Private, Foreign Banks See The Highest Share Of Customer Complaints: RBI Report
A naval officer walks past the Reserve Bank of India building in Mumbai. (Photographer: Kanishka Sonthalia/Bloomberg)

Private, Foreign Banks See The Highest Share Of Customer Complaints: RBI Report

Private sector banks and foreign lenders saw more customer complaints as a share of total accounts in 2019-20 when compared with public sector peers.

Private sector banks reported 0.14 complaints per 1,000 accounts against their credit and debit card services, while complaints against other services stood at 0.16 per 1,000 accounts, according to the RBI’s annual ombudsman report for year ended June 2020. Foreign banks saw 0.25 complaints per 1,000 accounts in the case of credit and debit cards, along with 0.21 complaints for every 1,000 accounts across other complaints, he said.

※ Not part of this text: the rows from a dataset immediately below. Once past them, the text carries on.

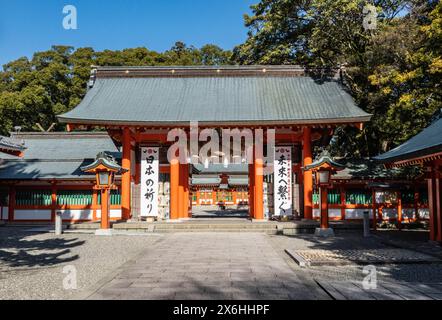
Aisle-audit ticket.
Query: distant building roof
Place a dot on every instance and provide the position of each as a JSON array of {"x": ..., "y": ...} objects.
[
  {"x": 220, "y": 168},
  {"x": 426, "y": 143},
  {"x": 11, "y": 145},
  {"x": 213, "y": 95},
  {"x": 55, "y": 156},
  {"x": 365, "y": 169}
]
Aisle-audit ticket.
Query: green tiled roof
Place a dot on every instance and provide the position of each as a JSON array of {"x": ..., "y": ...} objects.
[
  {"x": 55, "y": 156},
  {"x": 238, "y": 95},
  {"x": 427, "y": 142}
]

Public sector banks saw 0.09 and 0.08 complaints per 1,000 accounts for card and other services, respectively.

The RBI had launched ombudsman schemes for different financial services providers regulated by it for better quality grievance redressal. If customers are not satisfied with the resolution provided by banks or digital transaction service providers, they can approach an ombudsman and file a complaint. If the complaint is maintainable, the office of the respective ombudsman scheme will investigate and resolve the issue.

Among private banks, Yes Bank Ltd. and Kotak Mahindra Bank saw the highest share of complaints per 1,000 accounts. HDFC Bank Ltd. and ICICI Bank saw maximum complaints in absolute terms.

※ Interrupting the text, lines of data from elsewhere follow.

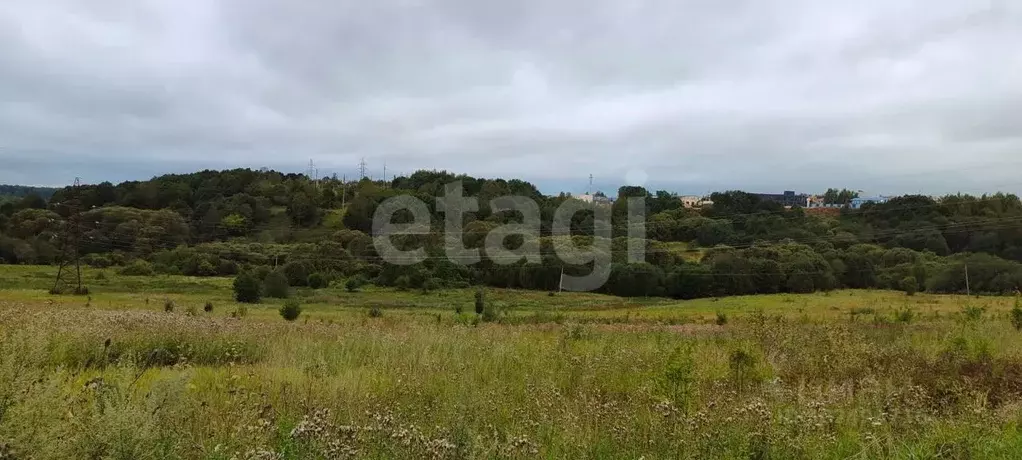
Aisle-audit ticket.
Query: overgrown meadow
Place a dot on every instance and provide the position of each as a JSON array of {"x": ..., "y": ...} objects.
[{"x": 142, "y": 370}]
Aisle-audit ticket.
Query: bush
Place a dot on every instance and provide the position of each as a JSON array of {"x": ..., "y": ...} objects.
[
  {"x": 910, "y": 285},
  {"x": 403, "y": 282},
  {"x": 973, "y": 314},
  {"x": 275, "y": 285},
  {"x": 355, "y": 283},
  {"x": 296, "y": 273},
  {"x": 430, "y": 285},
  {"x": 246, "y": 288},
  {"x": 480, "y": 302},
  {"x": 290, "y": 310},
  {"x": 490, "y": 313},
  {"x": 904, "y": 315},
  {"x": 318, "y": 281},
  {"x": 1016, "y": 315},
  {"x": 138, "y": 268}
]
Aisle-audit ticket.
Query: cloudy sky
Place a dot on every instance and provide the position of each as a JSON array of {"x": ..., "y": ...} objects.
[{"x": 882, "y": 95}]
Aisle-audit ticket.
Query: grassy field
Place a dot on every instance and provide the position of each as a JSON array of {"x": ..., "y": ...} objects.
[{"x": 845, "y": 374}]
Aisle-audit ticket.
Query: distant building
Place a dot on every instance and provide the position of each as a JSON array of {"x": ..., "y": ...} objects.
[
  {"x": 695, "y": 201},
  {"x": 597, "y": 198},
  {"x": 788, "y": 198},
  {"x": 857, "y": 202},
  {"x": 690, "y": 200}
]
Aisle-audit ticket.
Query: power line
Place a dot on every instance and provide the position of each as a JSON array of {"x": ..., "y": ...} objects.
[{"x": 66, "y": 280}]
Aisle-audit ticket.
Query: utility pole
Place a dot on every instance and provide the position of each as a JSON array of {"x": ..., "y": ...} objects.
[
  {"x": 70, "y": 238},
  {"x": 967, "y": 290}
]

The annual report, which covers complaints filed between July 2019 and June 2020, also covered the share of complaints against digital services offered by each category of banks. Digital complaints are those relating to services such as automated teller machine, debit card, credit card, mobile and electronic transactions.

As per the analysis provided in the report, payments banks had the highest share of complaints against every 1 lakh digital transactions, at 0.864. Small finance banks had the lowest share of digital complaints per 1 lakh digital transactions at 0.165, as per data provided in the annual report.

Total Complaints Rise

In absolute numbers, the banking ombudsman received more than 3 lakh complaints in 2019-20, a 57% year-on-year rise. The complaints were largely related to ATM or debit card transactions, electronic or mobile banking and non-adherence to fair practices code of the RBI.

While almost all categories showed a sharp rise in number of complaints in 2019-20 compared with previous years, number of complaints fell marginally in the case of non-adherence of fair practices code.

According to the annual report, the total cost of handling complaints fell to Rs 2,412 per complaint compared with Rs 3,145 a year earlier. This is because complaints rose while staffing in the banking ombudsman offices remained unchanged.

The turn around time to resolve complaints rose significantly to 95 days in 2019-20, from 47 days a year ago. This was largely because of the transition to a new complaint management system. While the system allowed all complaints to be seamlessly filed by customers, it took some time for officials at the ombudsman scheme offices to get used to it, the annual report said.

The turn around time of complaints during the second half of the year (January-June 2020) improved considerably to 45 days; a significant drop from the yearly average, showing perceptible increase in disposal efficiency over time, the report said.

Complaints Against Non-Banks

The annual report also focussed on ombudsman schemes launched for the non-banking finance companies and digital transaction services providers, launched in 2018 and 2019, respectively.

In 2019-20, NBFCs saw a significant rise in number of complaints filed against them under the ombudsman scheme. During the financial year, 19,432 complaints were filed against NBFCs compared with 3,991 complaints a year ago.

Most of the complaints against NBFCs were with respect to non-adherence of the fair practices code, non-observance of RBI directions and non-transparency in contracts or loans.

Bajaj Finance Ltd alone saw 4,979 complaints against it during the year, while other large NBFCs such as Fullerton Capital and Aditya Birla Finance saw over 400 complaints against each of them, as per the annual report.

The Office of Ombudsman for Digital Transactions received 2,481 complaints in 2019-20, as compared with 470 complaints received in the five months of 2018-19 when it was initiated.

This included 1,089 transactions received against the Unified Payments Interface, Bharat Bill Payment System and Bharat QR code. Other reasons for complaints included electronic fund transfer, non-reversal of funds despite system error and non-adherence to RBI guidelines for prepayment payment instruments.

While 11 complaints were filed against National Payments Corporation of India, PhonePe received 1,095 complaints and Amazon Pay received 305 complaints, according to data available in the annual report.

While announcing the latest monetary policy decision on Friday, RBI Governor Shaktikanta Das said the regulator was working on creating a centralised scheme for grievance redressal across entities, rather than having three separate schemes to make the process smoother for customers.

(Updates an earlier version after the RBI revised data on complaints against private banks, foreign banks and payments banks.)